Complétons ces notes en citant au moins le nom de Saul Bass, un des plus prestigieux dessinateurs d'affiches publicitaires, qui a utilisé ses connaissances de la science gra­phique pour animer le générique de nombreux films américains, con­tribuant ainsi à éveiller l'intérêt du spectateur pour le récit cinémato­graphique qu'il allait voir. No­tons à titre d'exemples des films si­gnés par Hitchcock (Sueurs froides), Preminger (Carmen Jones, L'Hom­me au bras d'or, Autopsie d'un meurtre), Anderson (Le Tour du monde en 80 jours). Le lien de pa­renté entre ces exemples graphi­ques dus à Saul Bass et certains "cartoons" modernes est évident.

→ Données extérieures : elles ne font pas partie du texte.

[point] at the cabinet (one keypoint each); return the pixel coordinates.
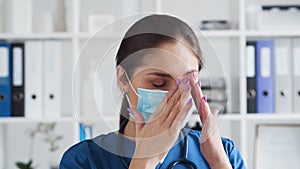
(237, 124)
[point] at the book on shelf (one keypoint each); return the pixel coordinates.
(30, 78)
(273, 86)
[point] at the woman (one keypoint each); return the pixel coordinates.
(158, 63)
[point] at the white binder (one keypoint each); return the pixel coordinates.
(18, 16)
(296, 73)
(283, 76)
(33, 79)
(52, 78)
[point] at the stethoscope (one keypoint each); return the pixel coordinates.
(181, 161)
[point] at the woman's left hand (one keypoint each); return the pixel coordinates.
(211, 145)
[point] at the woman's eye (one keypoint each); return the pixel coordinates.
(158, 85)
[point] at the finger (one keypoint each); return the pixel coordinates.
(178, 121)
(196, 90)
(175, 106)
(215, 112)
(137, 117)
(204, 109)
(166, 105)
(162, 104)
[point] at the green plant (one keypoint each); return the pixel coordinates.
(49, 137)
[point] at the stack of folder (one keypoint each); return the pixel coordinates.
(273, 76)
(30, 78)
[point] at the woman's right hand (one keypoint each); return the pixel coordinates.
(156, 137)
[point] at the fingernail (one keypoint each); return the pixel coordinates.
(132, 116)
(178, 82)
(185, 80)
(195, 76)
(187, 88)
(199, 83)
(190, 101)
(204, 98)
(129, 110)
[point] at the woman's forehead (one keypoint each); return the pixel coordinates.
(173, 59)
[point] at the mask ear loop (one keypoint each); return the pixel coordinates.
(126, 95)
(131, 87)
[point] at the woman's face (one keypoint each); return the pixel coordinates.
(162, 68)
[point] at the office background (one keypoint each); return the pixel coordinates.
(64, 26)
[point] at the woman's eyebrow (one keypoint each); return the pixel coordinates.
(191, 71)
(160, 74)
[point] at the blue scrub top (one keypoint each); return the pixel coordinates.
(100, 153)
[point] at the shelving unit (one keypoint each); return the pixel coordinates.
(230, 44)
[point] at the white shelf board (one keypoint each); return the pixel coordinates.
(8, 120)
(111, 35)
(284, 33)
(221, 33)
(208, 33)
(55, 35)
(231, 117)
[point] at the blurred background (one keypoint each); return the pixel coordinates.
(48, 78)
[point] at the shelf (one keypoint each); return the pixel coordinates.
(8, 120)
(208, 33)
(256, 33)
(57, 35)
(294, 116)
(220, 33)
(111, 35)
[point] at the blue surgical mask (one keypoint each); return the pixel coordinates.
(148, 101)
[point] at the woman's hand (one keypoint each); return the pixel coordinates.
(211, 145)
(156, 137)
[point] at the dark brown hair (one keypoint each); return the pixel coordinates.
(150, 32)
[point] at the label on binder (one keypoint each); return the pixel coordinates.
(265, 62)
(17, 67)
(296, 62)
(3, 62)
(250, 61)
(281, 60)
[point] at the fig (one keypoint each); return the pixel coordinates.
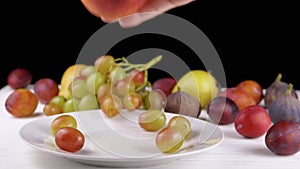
(181, 102)
(285, 107)
(276, 89)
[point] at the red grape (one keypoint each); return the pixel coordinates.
(45, 89)
(69, 139)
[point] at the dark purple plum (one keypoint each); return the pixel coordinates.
(285, 107)
(222, 110)
(283, 138)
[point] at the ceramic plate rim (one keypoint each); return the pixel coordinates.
(107, 160)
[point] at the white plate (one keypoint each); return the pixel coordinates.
(119, 141)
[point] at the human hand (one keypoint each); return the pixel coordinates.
(130, 13)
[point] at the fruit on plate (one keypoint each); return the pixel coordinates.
(276, 89)
(154, 100)
(152, 120)
(253, 121)
(166, 84)
(45, 89)
(19, 78)
(253, 88)
(64, 120)
(183, 103)
(283, 138)
(285, 107)
(112, 9)
(200, 84)
(21, 103)
(52, 109)
(222, 110)
(241, 98)
(68, 76)
(183, 124)
(169, 139)
(69, 139)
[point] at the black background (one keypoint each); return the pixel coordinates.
(254, 39)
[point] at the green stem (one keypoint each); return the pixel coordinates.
(289, 89)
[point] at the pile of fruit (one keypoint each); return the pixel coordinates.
(115, 84)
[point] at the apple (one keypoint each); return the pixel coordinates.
(110, 10)
(19, 78)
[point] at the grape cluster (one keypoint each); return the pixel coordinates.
(111, 84)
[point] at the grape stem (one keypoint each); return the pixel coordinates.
(128, 66)
(141, 67)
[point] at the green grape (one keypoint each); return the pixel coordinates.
(124, 86)
(52, 109)
(103, 90)
(60, 100)
(182, 123)
(152, 120)
(104, 63)
(155, 100)
(94, 81)
(116, 74)
(132, 101)
(78, 88)
(111, 105)
(88, 70)
(71, 105)
(169, 139)
(62, 121)
(88, 102)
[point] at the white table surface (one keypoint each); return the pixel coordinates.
(234, 152)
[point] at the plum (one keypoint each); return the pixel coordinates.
(277, 89)
(283, 138)
(285, 107)
(253, 121)
(222, 110)
(183, 103)
(19, 78)
(21, 103)
(46, 89)
(253, 88)
(166, 84)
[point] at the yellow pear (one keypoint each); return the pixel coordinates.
(68, 76)
(200, 84)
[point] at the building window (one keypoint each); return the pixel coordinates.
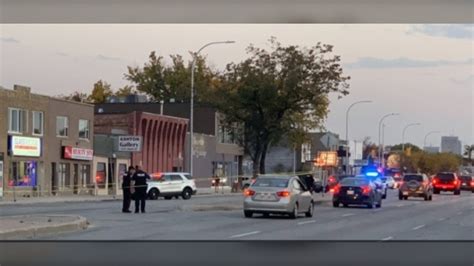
(38, 123)
(62, 125)
(83, 129)
(17, 120)
(100, 175)
(86, 175)
(63, 175)
(24, 173)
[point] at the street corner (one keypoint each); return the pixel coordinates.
(26, 227)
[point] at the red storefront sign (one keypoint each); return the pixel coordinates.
(78, 153)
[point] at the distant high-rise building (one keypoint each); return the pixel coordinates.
(451, 144)
(431, 149)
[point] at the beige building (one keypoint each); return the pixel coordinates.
(46, 145)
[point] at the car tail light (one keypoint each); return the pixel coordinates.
(249, 192)
(366, 190)
(283, 194)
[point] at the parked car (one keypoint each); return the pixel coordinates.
(416, 185)
(467, 183)
(169, 185)
(357, 190)
(446, 181)
(278, 195)
(389, 181)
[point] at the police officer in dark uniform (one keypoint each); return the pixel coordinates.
(140, 178)
(127, 194)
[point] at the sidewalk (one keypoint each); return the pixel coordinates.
(61, 199)
(32, 226)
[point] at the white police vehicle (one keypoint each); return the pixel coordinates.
(171, 184)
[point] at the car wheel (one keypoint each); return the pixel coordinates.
(294, 213)
(378, 205)
(248, 214)
(153, 194)
(310, 211)
(186, 194)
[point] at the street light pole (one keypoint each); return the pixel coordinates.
(191, 117)
(347, 130)
(380, 125)
(403, 134)
(426, 136)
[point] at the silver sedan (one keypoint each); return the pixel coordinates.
(278, 195)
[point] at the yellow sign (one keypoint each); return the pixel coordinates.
(326, 158)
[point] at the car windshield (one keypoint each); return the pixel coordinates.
(445, 176)
(271, 182)
(354, 182)
(418, 178)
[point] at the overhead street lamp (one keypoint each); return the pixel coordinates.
(380, 125)
(403, 134)
(191, 117)
(426, 136)
(347, 130)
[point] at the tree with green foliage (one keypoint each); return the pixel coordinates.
(100, 92)
(283, 91)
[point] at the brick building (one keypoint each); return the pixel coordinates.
(45, 144)
(163, 138)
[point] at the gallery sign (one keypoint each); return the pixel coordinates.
(25, 146)
(130, 143)
(78, 153)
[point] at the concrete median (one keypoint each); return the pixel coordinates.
(33, 226)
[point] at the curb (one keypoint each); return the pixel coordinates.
(38, 231)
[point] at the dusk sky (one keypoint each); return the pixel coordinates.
(424, 72)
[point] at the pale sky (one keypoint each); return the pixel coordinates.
(424, 72)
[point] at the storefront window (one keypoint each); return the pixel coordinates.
(24, 173)
(85, 175)
(100, 175)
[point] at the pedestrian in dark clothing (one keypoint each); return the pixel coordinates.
(140, 178)
(126, 188)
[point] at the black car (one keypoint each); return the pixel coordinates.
(357, 191)
(467, 183)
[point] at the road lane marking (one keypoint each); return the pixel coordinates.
(245, 234)
(418, 227)
(307, 222)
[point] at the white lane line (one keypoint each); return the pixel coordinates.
(418, 227)
(347, 215)
(307, 222)
(245, 234)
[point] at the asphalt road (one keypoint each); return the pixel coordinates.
(447, 217)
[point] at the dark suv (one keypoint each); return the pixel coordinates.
(446, 181)
(415, 185)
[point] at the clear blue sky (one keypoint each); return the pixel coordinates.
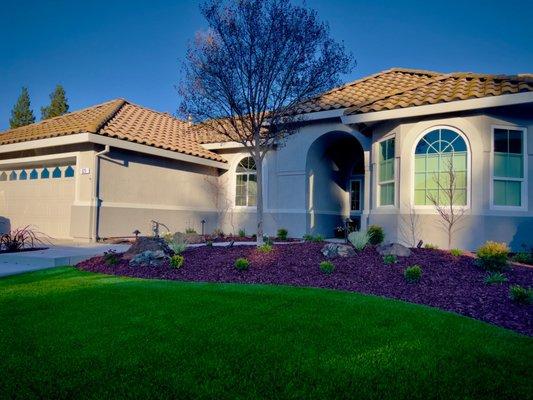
(100, 50)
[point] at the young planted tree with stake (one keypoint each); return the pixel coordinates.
(246, 75)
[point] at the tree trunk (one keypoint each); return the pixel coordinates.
(259, 213)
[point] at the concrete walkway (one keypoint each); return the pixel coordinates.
(54, 256)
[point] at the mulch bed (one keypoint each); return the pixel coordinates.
(449, 283)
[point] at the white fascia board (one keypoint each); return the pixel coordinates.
(113, 142)
(142, 148)
(452, 106)
(222, 145)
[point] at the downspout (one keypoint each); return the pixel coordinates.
(96, 189)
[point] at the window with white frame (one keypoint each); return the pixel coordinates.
(386, 172)
(246, 183)
(438, 155)
(508, 167)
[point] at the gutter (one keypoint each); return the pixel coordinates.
(96, 189)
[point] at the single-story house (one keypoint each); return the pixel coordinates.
(369, 151)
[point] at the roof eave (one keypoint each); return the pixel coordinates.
(87, 137)
(440, 108)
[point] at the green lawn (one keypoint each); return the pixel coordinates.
(71, 334)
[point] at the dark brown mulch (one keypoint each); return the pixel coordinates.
(449, 283)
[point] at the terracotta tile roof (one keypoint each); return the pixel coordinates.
(119, 119)
(365, 89)
(446, 88)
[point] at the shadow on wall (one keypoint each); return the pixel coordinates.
(523, 236)
(5, 225)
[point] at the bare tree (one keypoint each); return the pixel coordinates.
(246, 75)
(410, 227)
(447, 199)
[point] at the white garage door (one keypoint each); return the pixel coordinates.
(40, 197)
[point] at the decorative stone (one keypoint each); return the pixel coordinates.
(148, 258)
(395, 249)
(144, 243)
(334, 250)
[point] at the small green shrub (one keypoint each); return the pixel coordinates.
(265, 248)
(521, 295)
(492, 256)
(494, 278)
(523, 257)
(358, 239)
(376, 235)
(176, 261)
(315, 239)
(413, 273)
(282, 234)
(110, 258)
(327, 267)
(389, 259)
(242, 264)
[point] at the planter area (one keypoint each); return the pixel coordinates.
(452, 283)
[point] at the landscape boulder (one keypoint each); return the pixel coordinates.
(143, 244)
(395, 249)
(334, 250)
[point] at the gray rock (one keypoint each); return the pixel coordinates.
(143, 244)
(334, 250)
(148, 258)
(395, 249)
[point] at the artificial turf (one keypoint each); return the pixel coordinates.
(69, 334)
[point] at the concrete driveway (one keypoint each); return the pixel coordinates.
(53, 256)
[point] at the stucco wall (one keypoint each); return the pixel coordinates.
(135, 189)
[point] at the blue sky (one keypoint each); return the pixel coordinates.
(100, 50)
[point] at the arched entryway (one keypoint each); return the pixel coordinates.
(335, 182)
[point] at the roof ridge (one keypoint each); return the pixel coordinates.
(350, 110)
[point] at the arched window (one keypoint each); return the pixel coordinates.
(56, 173)
(246, 187)
(441, 168)
(69, 172)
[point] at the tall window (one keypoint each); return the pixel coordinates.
(386, 173)
(438, 153)
(508, 172)
(246, 189)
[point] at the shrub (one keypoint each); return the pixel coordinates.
(265, 248)
(358, 239)
(282, 233)
(315, 239)
(242, 264)
(523, 257)
(492, 256)
(327, 267)
(456, 252)
(520, 294)
(413, 273)
(176, 261)
(110, 257)
(390, 259)
(375, 234)
(18, 239)
(495, 277)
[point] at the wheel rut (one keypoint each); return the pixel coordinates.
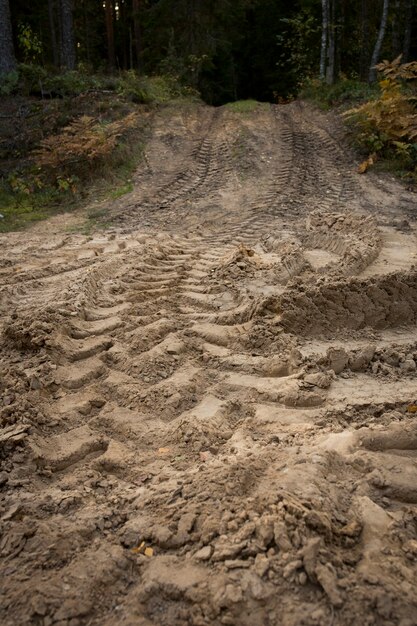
(207, 412)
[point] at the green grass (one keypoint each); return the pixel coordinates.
(246, 106)
(22, 210)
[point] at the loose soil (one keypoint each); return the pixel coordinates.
(209, 410)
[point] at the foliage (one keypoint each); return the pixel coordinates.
(388, 125)
(29, 43)
(9, 83)
(298, 46)
(245, 106)
(152, 89)
(80, 145)
(345, 91)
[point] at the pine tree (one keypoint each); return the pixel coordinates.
(7, 58)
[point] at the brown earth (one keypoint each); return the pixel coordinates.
(209, 410)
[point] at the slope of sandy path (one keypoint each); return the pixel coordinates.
(208, 411)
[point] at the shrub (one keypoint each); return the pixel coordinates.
(81, 145)
(388, 125)
(9, 83)
(346, 90)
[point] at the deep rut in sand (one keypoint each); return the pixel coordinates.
(209, 411)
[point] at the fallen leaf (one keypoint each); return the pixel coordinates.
(139, 549)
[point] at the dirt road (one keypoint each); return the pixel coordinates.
(209, 409)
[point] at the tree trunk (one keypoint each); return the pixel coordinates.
(379, 41)
(364, 53)
(408, 29)
(324, 37)
(67, 39)
(52, 28)
(331, 50)
(110, 34)
(7, 58)
(136, 30)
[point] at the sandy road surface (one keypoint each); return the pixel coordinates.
(208, 411)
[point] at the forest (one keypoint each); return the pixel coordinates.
(226, 49)
(208, 312)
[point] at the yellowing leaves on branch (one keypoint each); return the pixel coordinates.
(82, 143)
(389, 123)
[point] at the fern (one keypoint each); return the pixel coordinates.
(81, 145)
(388, 124)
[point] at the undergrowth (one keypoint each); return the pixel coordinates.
(345, 92)
(386, 127)
(246, 106)
(67, 137)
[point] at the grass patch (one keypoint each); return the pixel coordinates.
(246, 106)
(344, 93)
(20, 210)
(122, 190)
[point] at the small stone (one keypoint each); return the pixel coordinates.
(4, 478)
(204, 554)
(261, 565)
(237, 564)
(290, 568)
(337, 359)
(408, 366)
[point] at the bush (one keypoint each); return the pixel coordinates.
(388, 125)
(152, 89)
(9, 83)
(345, 91)
(81, 145)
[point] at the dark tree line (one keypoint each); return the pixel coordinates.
(226, 48)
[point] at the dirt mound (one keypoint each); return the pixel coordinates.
(207, 412)
(328, 308)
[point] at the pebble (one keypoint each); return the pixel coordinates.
(203, 554)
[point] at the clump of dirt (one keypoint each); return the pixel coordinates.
(207, 413)
(356, 304)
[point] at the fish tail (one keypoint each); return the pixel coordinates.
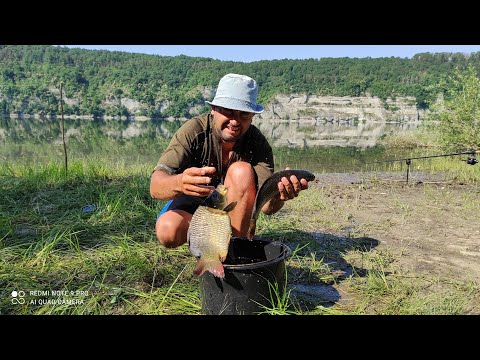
(212, 265)
(252, 228)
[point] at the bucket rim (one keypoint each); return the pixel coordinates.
(284, 254)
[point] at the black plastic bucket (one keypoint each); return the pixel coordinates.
(254, 274)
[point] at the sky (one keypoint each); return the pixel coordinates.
(249, 53)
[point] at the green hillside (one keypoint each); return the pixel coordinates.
(98, 82)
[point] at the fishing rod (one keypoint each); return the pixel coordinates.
(470, 160)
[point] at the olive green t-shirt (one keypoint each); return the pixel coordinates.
(196, 144)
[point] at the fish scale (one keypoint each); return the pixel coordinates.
(209, 233)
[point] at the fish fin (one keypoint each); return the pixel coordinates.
(212, 265)
(230, 206)
(251, 229)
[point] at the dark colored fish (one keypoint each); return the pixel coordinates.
(269, 189)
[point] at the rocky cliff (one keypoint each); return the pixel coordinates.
(331, 108)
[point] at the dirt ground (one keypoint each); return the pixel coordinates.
(431, 225)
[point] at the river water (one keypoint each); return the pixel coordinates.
(317, 146)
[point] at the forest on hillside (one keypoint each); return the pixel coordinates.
(99, 82)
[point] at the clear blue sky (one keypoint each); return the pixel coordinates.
(248, 53)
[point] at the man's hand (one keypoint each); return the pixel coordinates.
(194, 182)
(290, 188)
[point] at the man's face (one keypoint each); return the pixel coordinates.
(231, 124)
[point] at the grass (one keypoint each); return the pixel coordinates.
(109, 261)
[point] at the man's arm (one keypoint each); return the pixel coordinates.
(193, 181)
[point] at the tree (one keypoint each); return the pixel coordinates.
(458, 115)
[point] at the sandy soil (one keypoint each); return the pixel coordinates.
(435, 224)
(431, 226)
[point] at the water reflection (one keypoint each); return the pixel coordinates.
(319, 147)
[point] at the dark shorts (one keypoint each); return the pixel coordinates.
(183, 202)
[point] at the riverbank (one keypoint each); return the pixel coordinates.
(371, 246)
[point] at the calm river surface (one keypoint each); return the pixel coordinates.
(319, 147)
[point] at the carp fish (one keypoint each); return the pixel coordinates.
(269, 190)
(209, 233)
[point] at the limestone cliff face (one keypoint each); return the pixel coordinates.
(332, 108)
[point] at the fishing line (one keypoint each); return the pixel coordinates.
(408, 161)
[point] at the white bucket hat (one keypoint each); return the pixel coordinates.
(237, 92)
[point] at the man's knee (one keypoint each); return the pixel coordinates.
(169, 232)
(241, 174)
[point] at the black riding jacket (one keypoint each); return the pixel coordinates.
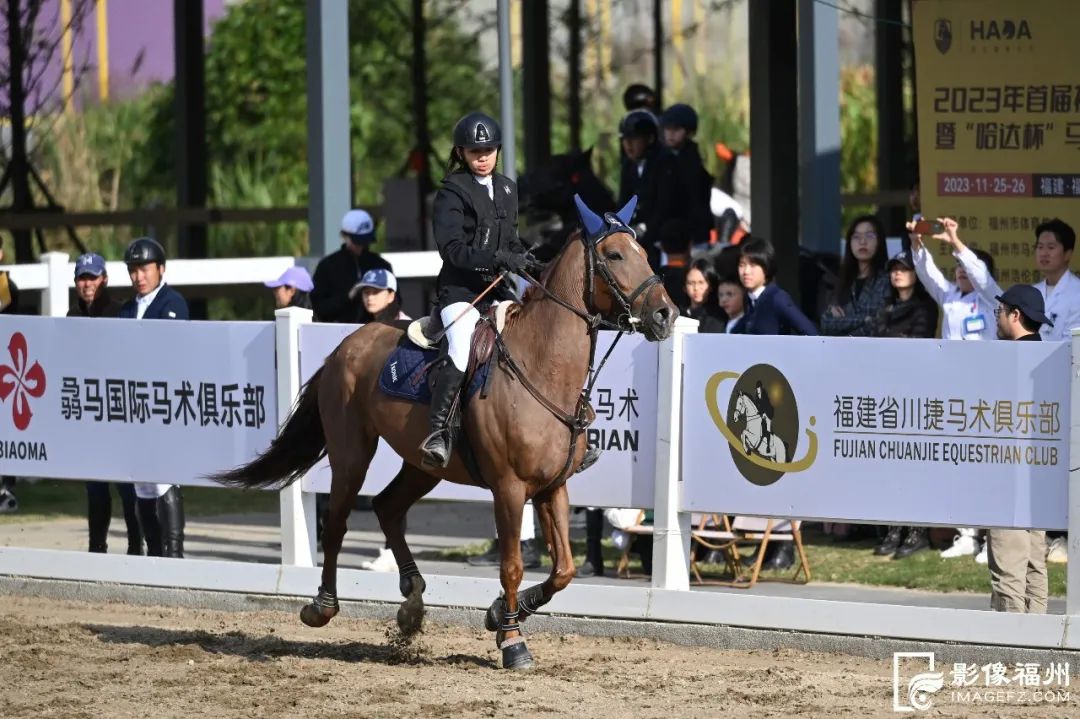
(470, 228)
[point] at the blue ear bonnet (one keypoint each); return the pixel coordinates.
(597, 228)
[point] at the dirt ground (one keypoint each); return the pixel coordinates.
(91, 661)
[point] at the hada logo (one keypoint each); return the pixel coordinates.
(761, 423)
(21, 380)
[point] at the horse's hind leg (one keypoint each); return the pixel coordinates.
(553, 509)
(348, 476)
(390, 506)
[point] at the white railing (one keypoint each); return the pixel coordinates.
(667, 598)
(54, 275)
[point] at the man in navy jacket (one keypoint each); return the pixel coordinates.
(160, 505)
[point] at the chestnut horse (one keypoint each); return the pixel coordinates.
(526, 436)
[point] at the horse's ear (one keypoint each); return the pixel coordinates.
(593, 222)
(628, 211)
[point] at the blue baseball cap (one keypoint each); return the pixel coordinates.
(379, 280)
(294, 276)
(91, 263)
(359, 225)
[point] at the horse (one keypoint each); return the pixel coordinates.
(525, 443)
(753, 435)
(547, 195)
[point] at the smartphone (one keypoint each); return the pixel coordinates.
(929, 227)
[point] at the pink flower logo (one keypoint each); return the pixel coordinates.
(24, 381)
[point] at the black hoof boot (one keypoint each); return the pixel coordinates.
(515, 654)
(410, 613)
(322, 609)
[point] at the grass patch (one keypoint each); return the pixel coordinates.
(57, 499)
(848, 563)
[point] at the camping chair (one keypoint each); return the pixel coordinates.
(714, 532)
(634, 530)
(757, 532)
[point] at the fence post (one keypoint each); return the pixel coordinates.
(297, 507)
(54, 298)
(671, 539)
(1072, 568)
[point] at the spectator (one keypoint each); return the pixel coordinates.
(968, 309)
(638, 133)
(1017, 557)
(9, 304)
(910, 312)
(293, 288)
(683, 187)
(863, 289)
(92, 287)
(771, 310)
(702, 304)
(1054, 242)
(732, 299)
(336, 294)
(379, 294)
(160, 506)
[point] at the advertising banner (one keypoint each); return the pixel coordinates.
(898, 431)
(998, 105)
(625, 428)
(143, 401)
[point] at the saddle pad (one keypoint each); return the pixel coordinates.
(404, 376)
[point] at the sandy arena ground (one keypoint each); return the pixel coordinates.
(76, 660)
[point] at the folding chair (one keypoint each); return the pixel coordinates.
(758, 531)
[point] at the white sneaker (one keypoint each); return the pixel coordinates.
(962, 546)
(383, 563)
(1058, 552)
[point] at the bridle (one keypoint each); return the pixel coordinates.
(625, 323)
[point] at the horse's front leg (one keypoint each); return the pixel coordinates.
(508, 520)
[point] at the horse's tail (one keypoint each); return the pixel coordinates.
(300, 444)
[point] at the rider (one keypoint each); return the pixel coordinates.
(765, 408)
(475, 225)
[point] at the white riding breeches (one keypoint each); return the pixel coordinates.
(459, 335)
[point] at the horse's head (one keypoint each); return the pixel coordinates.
(619, 283)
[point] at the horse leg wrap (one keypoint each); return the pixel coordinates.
(530, 600)
(515, 654)
(407, 571)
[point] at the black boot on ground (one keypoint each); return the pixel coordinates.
(917, 540)
(171, 518)
(890, 543)
(436, 447)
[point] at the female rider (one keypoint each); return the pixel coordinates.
(475, 226)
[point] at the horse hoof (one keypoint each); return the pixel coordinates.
(316, 616)
(410, 612)
(495, 612)
(516, 656)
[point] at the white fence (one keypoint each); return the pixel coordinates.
(669, 598)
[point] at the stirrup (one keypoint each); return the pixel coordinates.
(429, 459)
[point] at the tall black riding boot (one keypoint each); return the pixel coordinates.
(98, 515)
(151, 528)
(171, 517)
(436, 448)
(126, 491)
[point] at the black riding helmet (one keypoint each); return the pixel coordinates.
(638, 123)
(476, 131)
(145, 251)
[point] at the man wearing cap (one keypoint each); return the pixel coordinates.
(92, 286)
(160, 506)
(336, 296)
(1017, 557)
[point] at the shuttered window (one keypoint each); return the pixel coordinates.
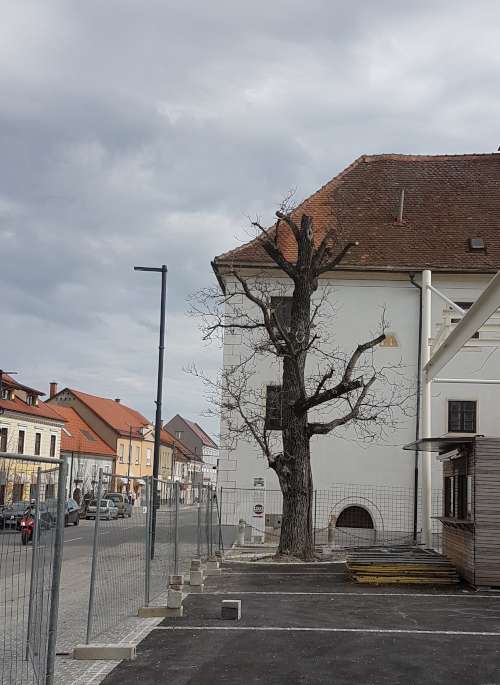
(462, 416)
(273, 407)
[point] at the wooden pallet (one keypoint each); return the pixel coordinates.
(401, 565)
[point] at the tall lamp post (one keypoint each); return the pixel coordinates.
(159, 391)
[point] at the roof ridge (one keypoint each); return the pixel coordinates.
(333, 182)
(419, 158)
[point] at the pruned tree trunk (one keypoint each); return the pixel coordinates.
(341, 383)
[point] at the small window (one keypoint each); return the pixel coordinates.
(274, 399)
(462, 416)
(3, 439)
(465, 306)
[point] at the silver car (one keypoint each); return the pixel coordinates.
(108, 510)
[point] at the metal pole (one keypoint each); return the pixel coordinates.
(56, 574)
(147, 574)
(159, 393)
(90, 615)
(219, 512)
(176, 530)
(426, 408)
(34, 559)
(198, 530)
(315, 517)
(210, 521)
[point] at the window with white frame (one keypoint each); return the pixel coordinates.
(462, 416)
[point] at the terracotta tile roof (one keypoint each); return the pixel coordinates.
(42, 410)
(200, 433)
(183, 453)
(448, 200)
(81, 437)
(115, 414)
(10, 382)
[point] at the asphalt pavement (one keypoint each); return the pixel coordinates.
(308, 624)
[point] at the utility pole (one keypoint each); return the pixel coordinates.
(159, 392)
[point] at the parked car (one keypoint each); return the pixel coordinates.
(121, 501)
(71, 513)
(107, 512)
(12, 514)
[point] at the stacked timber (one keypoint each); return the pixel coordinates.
(400, 565)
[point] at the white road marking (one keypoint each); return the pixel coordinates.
(466, 595)
(260, 573)
(380, 631)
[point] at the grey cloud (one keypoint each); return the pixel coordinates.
(145, 133)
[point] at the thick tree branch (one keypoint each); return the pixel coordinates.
(275, 253)
(324, 428)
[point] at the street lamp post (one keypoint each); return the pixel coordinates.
(159, 392)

Bass a ses prosélytes en Europe et Robert Benayoun, plaisantant dans son livre consacré au cinéma d'ani­mation sur le génie fantaisiste du dessinateur, a écrit que "mainte­nant l'on attend impatiemment le jour où Preminger, Hitchcock, Wil­liam Wyler filmeront le générique d'un long métrage de Saul Bass". (1 )

( 1 ) R. Benayoun, Le Dessin animé après Walt Disney, éd. J.J. Pau-vert, p. 41.